Schweiß

Aufstehen. Die Knochen schwer wie Blei. Nina schleppte sich in die Küche, seit Monaten schon. Ich kann das einfach nicht mehr. Am Mittwoch, das Gespräch mit den Eltern zu Haus. Es steckt ihr noch immer in den Knochen. Die Mutter hat nur still geschaut, verständnislos, das gibt’s doch nicht. Was meinst du, wenn ich einfach sowas sag? Ich kann, ich mag nicht mehr.
Was glaubst du, wohin dich sowas führt? Aufgeben, die Arbeit, den festen Job. Wovon willst du denn die Miete bezahlen? Wenn Du wüsstest, wie das ist, hatte sie gesagt. Das Büro ist die Hölle. Ständig klingelt das Telefon. Ablage, Termine, Frau Müller hier und da und ich komm dort gar nicht als Mensch mehr vor.
Im Schweiße deines Angesichts sollst du dein Brot essen, hat Großvater immer gesagt.

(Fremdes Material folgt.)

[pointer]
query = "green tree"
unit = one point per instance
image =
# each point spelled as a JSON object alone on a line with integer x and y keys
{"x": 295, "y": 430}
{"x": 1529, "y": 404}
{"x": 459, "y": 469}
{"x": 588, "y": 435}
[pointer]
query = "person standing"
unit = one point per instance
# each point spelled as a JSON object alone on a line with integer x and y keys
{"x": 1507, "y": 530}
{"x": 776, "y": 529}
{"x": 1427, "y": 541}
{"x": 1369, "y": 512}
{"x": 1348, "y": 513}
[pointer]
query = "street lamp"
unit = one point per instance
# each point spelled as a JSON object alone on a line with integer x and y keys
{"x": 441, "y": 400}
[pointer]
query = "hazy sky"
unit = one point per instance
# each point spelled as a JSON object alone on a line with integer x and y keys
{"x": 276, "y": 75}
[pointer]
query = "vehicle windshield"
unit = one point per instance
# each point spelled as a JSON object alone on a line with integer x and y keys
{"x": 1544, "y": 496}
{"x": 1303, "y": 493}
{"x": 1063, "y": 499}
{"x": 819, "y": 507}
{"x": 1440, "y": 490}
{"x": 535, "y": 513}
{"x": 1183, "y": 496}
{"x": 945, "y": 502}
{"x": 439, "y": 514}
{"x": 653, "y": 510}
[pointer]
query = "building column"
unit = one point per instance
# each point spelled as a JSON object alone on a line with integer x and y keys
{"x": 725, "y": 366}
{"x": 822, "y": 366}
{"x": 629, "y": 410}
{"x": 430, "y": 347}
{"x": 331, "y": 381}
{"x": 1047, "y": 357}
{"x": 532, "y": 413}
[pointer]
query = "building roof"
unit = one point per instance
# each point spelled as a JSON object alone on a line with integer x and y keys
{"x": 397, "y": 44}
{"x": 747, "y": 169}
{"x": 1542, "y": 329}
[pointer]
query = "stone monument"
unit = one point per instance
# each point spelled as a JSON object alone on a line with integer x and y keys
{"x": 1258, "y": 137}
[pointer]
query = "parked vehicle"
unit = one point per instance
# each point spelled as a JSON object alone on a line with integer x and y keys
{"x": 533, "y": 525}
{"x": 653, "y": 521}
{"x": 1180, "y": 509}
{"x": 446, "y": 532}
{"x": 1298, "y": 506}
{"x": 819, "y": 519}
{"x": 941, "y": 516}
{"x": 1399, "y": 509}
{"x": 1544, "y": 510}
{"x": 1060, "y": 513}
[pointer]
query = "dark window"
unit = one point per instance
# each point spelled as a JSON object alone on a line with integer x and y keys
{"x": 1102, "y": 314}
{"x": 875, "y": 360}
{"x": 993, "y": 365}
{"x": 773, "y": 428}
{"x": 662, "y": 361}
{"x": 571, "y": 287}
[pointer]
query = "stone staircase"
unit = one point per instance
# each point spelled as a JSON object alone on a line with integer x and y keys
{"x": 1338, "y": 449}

Ja, Mutter und weißt du was, ackern find ich grundsätzlich gut, aber man muss auch wissen wofür!
Montag kündige ich. Hat sie eben gesagt, ihr Spiegelbild hat es gehört.
Frau Müller, wo ist denn das und das Papier? Weggeflogen hat sie gestern gesagt. Ihr Chef stand in ihrer Tür. Ich will arbeiten, und ich will wissen wofür. Ich brauch was mit Menschen und nicht mit Papier.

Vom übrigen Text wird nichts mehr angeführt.